Through the use of data analysis techniques, I was able to form a picture of how profitability on short term rentals changes across New York City, in particular for zip codes. Using the result, the clients will be able to better understand the market and assess risks. These results can also be used in making decisions under different scenarios and time lines. An interactive Shiny app has also been provided to give more intuitive insights.
setwd("~/Desktop/apply for job!!!/company/Capital One/airbnb-zillow-data-challenge-master")
#setwd("working directory")
airbnb <- fread('listings.csv',header=T,na.strings=c(""))
# for windows users, the file you download may be 'listings.csv.gz'
# airbnb <- fread('listings.csv',header=T,na.strings=c("")) #using package R.utils
zillow <- fread('Zip_Zhvi_2bedroom.csv',header=T,na.strings=c(""))
Cost and Revenue datasets are handled separately in an attempt to enrich the data quality for exploratory data analysis.
Revenue data contains a mix of information including details about the properties like address, zipcode, bedrooms, bathrooms to information about host, daily/weekly and monthly price details for stay.
Dimension of Revenue Data, Summary and Check for NAs and unique values.
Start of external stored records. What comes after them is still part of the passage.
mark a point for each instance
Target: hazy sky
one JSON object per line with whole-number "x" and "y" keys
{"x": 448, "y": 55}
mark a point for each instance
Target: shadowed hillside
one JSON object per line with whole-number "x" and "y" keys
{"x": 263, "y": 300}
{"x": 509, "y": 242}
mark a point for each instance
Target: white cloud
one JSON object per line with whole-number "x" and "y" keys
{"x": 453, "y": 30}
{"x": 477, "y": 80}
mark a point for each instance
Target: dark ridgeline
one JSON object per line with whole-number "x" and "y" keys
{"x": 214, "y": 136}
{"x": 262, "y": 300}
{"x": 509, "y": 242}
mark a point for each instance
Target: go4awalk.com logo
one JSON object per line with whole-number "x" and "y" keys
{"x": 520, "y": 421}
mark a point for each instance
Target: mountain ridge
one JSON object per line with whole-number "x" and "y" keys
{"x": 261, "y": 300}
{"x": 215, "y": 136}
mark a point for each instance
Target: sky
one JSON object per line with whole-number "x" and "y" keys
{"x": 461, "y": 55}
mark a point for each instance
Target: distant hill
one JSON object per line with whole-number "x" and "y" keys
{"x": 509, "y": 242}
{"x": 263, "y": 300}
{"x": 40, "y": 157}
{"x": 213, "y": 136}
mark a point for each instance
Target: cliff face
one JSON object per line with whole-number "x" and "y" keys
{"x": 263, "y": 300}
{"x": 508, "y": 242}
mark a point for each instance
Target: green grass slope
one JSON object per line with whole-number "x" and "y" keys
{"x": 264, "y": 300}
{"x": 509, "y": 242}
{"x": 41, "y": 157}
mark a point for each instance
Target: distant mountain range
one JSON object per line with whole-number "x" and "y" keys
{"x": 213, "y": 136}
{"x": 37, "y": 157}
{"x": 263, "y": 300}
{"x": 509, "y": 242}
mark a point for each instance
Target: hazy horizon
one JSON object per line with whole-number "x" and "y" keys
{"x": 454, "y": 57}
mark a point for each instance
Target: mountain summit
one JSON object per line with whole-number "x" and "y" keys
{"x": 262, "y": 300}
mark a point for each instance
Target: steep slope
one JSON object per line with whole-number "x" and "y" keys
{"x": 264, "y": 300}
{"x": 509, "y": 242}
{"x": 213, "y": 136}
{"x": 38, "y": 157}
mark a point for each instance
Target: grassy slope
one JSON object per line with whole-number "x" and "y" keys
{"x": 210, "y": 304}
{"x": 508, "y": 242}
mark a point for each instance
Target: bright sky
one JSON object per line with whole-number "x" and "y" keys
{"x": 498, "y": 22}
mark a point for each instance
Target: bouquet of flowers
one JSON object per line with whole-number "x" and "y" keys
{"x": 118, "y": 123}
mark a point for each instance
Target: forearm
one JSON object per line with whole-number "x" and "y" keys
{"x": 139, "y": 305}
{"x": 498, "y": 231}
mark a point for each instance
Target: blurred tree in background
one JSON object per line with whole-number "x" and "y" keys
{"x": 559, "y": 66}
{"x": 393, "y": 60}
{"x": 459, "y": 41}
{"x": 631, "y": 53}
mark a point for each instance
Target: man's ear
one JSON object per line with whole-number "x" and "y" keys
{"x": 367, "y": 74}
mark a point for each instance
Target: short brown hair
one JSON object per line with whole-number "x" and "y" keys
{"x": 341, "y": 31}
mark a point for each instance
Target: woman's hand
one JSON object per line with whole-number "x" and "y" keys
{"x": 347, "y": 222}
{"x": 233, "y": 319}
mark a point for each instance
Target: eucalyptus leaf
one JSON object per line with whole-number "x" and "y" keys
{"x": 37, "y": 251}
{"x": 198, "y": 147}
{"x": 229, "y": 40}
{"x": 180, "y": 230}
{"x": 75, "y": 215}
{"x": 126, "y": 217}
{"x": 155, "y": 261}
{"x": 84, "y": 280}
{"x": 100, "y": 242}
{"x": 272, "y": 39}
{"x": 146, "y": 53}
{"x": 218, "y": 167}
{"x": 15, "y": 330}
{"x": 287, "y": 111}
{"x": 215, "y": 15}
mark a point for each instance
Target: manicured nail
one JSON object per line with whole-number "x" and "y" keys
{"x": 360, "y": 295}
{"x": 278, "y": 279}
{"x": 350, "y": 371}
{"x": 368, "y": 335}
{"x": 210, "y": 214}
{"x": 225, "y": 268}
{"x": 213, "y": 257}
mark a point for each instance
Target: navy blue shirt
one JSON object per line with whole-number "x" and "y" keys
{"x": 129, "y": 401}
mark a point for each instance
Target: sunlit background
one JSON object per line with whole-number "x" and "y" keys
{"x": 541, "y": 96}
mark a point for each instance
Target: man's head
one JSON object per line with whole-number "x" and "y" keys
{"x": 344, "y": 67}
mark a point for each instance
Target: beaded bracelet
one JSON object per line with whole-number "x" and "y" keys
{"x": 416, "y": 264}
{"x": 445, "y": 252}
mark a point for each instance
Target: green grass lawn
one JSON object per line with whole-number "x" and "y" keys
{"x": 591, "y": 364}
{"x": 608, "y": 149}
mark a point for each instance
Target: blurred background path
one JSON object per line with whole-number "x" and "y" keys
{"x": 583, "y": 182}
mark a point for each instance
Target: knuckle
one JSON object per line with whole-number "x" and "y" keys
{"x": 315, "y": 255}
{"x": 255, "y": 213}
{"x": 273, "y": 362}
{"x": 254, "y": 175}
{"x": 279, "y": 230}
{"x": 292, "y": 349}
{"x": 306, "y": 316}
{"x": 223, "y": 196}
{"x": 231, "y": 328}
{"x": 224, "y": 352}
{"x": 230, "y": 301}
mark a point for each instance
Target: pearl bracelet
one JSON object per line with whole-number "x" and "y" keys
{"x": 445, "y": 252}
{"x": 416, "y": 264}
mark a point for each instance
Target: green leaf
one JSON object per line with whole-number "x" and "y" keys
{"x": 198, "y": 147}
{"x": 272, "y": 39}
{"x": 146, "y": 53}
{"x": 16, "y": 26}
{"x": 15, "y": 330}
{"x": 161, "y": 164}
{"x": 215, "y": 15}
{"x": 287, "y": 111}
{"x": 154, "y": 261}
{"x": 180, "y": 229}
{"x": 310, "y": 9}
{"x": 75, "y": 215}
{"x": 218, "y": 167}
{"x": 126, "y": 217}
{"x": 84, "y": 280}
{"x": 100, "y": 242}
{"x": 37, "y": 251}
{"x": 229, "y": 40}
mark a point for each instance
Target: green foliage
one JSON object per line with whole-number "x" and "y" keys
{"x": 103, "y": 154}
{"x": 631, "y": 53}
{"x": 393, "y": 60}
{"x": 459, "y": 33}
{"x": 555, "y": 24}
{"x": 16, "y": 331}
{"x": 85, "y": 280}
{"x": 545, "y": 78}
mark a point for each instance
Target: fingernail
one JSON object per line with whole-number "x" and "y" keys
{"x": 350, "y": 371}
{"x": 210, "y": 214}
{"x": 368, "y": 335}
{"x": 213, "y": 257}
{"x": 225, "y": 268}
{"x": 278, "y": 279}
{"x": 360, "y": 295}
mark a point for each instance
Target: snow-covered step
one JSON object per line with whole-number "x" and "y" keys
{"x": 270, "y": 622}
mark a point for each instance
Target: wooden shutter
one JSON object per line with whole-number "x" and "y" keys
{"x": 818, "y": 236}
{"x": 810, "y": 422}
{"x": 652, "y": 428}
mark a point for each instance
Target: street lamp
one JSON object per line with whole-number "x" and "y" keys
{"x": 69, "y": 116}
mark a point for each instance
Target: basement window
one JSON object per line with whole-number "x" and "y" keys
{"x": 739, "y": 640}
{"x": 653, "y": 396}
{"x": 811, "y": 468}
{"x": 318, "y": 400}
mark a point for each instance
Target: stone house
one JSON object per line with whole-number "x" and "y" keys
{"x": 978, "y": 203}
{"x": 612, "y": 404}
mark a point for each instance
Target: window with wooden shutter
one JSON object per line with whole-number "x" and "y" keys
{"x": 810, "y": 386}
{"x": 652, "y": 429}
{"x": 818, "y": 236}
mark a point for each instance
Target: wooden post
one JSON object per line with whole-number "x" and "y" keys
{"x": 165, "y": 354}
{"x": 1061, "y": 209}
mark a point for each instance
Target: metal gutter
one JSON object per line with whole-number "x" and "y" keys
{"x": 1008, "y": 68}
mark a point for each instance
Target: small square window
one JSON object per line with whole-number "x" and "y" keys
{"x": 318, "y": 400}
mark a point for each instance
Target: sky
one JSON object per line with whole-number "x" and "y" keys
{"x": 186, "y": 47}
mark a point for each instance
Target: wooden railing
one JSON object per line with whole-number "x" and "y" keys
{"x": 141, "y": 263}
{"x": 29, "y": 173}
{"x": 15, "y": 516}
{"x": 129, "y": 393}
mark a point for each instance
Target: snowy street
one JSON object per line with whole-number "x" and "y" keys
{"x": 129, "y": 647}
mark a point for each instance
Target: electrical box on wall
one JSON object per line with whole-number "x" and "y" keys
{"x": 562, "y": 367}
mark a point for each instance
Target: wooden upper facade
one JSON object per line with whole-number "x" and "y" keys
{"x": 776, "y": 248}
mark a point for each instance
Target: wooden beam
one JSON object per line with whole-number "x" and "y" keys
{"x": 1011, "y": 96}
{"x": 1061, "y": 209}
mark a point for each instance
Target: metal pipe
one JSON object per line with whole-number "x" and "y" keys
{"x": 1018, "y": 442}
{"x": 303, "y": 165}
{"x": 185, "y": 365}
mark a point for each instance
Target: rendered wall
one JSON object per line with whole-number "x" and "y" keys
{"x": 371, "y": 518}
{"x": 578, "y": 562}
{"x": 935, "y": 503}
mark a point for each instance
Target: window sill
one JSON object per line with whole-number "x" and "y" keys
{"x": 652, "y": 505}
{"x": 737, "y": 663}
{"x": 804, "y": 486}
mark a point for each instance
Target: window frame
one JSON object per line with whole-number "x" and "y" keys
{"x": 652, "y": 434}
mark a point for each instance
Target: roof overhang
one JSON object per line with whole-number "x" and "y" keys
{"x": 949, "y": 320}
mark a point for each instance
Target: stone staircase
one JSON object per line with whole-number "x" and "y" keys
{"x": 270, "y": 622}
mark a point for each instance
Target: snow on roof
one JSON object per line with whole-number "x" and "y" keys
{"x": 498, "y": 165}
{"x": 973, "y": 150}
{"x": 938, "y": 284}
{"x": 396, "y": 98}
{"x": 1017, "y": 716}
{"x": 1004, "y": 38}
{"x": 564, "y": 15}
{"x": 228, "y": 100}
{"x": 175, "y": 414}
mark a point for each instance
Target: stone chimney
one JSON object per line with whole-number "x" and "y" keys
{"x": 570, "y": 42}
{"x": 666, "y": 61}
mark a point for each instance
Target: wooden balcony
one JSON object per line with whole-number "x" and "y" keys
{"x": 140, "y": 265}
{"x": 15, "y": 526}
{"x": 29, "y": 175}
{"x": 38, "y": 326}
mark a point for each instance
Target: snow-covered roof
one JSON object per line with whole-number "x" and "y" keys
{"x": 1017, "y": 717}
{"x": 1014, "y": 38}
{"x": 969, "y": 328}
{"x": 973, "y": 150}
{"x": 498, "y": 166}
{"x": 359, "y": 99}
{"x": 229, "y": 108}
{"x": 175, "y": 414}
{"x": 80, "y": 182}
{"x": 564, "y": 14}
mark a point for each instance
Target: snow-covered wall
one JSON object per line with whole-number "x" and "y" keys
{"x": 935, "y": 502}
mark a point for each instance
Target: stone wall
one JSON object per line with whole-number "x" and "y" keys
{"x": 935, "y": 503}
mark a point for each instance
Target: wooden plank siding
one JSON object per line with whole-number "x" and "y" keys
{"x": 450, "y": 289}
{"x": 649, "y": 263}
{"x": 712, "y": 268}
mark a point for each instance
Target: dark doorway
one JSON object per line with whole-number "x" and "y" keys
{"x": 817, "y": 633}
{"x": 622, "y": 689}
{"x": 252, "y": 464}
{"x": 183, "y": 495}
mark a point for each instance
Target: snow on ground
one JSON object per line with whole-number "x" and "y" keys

Remove the columns that start with “require” or “host” and columns that end with “url” and “nights” as it’s found that these columns are not relevant with the problem in this case. 28 columns are removed.
pattern <-
c(
colnames(
airbnb %>% select(
starts_with("require"),
starts_with("host"),
ends_with("url"),
ends_with("nights"))
))
airbnb1 <- airbnb[, (pattern) := NULL]
pattern
## [1] "requires_license" "require_guest_profile_picture"
## [3] "require_guest_phone_verification" "host_id"
## [5] "host_url" "host_name"
## [7] "host_since" "host_location"
## [9] "host_about" "host_response_time"
## [11] "host_response_rate" "host_acceptance_rate"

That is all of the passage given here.